È un dato che invita alla prudenza. Significa che il peperoncino, da solo, probabilmente non basta a spiegare il fenomeno. Entrano in gioco anche altri elementi, come le abitudini alimentari complessive, il consumo di alcol, il fumo, la genetica e lo stile di vita delle diverse popolazioni.

ASSOCIAZIONE NON SIGNIFICA CAUSA

Questo è probabilmente il messaggio più importante dello studio. Tutte le ricerche incluse nella revisione sono infatti osservazionali. I ricercatori hanno rilevato che chi consuma molto peperoncino sviluppa più frequentemente alcuni tumori, ma questo non dimostra che sia il peperoncino a provocarli.

Chi mangia molto piccante potrebbe, ad esempio, fumare di più, consumare più alcol o seguire un’alimentazione diversa. Sono tutti fattori che aumentano il rischio di tumore dell’esofago e che non sempre possono essere separati completamente dall’effetto del peperoncino. Gli stessi autori sottolineano che i possibili meccanismi biologici restano, almeno per ora, semplici ipotesi.

IL PARADOSSO DELLA CAPSAICINA

La ricerca riserva anche una sorpresa. La capsaicina, la sostanza responsabile del gusto piccante, negli studi di laboratorio ha spesso mostrato un comportamento opposto rispetto a quello osservato negli studi sulla popolazione. In diverse linee cellulari è stata infatti capace di rallentare la crescita delle cellule tumorali dell’esofago, favorirne la morte programmata e limitarne la capacità di diffondersi.

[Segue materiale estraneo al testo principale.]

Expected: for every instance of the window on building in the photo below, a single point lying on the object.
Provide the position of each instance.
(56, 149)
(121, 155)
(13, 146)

Come spesso accade in oncologia nutrizionale, ciò che avviene in una coltura cellulare non sempre si traduce nello stesso effetto nell’organismo umano, dove entrano in gioco dosi, metabolismo e molte altre variabili.

CHE COSA CAMBIA PER CHI MANGIA LA PASTA ALL’ARRABBIATA?

Probabilmente molto meno di quanto facciano pensare alcuni titoli. Gli studi che hanno evidenziato il rischio maggiore riguardano consumi quotidiani e particolarmente elevati di peperoncino, ben diversi dall’uso abituale che ne facciamo nella cucina italiana. Inoltre, proprio gli studi europei non hanno confermato lo stesso aumento di rischio osservato in altre aree del mondo.

Per questo gli esperti invitano a evitare conclusioni affrettate. Eliminare completamente il peperoncino dalla dieta, sulla base delle prove oggi disponibili, non avrebbe una solida giustificazione scientifica.

CONCLUSIONE

Il peperoncino è soltanto l’ultimo esempio di un meccanismo che si ripete continuamente nell’informazione sulla nutrizione. Ogni settimana un alimento viene promosso come miracoloso oppure messo sotto accusa come pericoloso.

La ricerca, invece, racconta quasi sempre una storia più complessa. Non basta chiedersi se un alimento faccia bene o faccia male. Bisogna chiedersi quanto se ne consuma, con quale frequenza, all’interno di quale stile di vita e sulla base di quali prove scientifiche.

È questa, forse, la lezione più importante dello studio: in nutrizione il vero protagonista non è quasi mai il singolo alimento, ma l’equilibrio dell’intera dieta.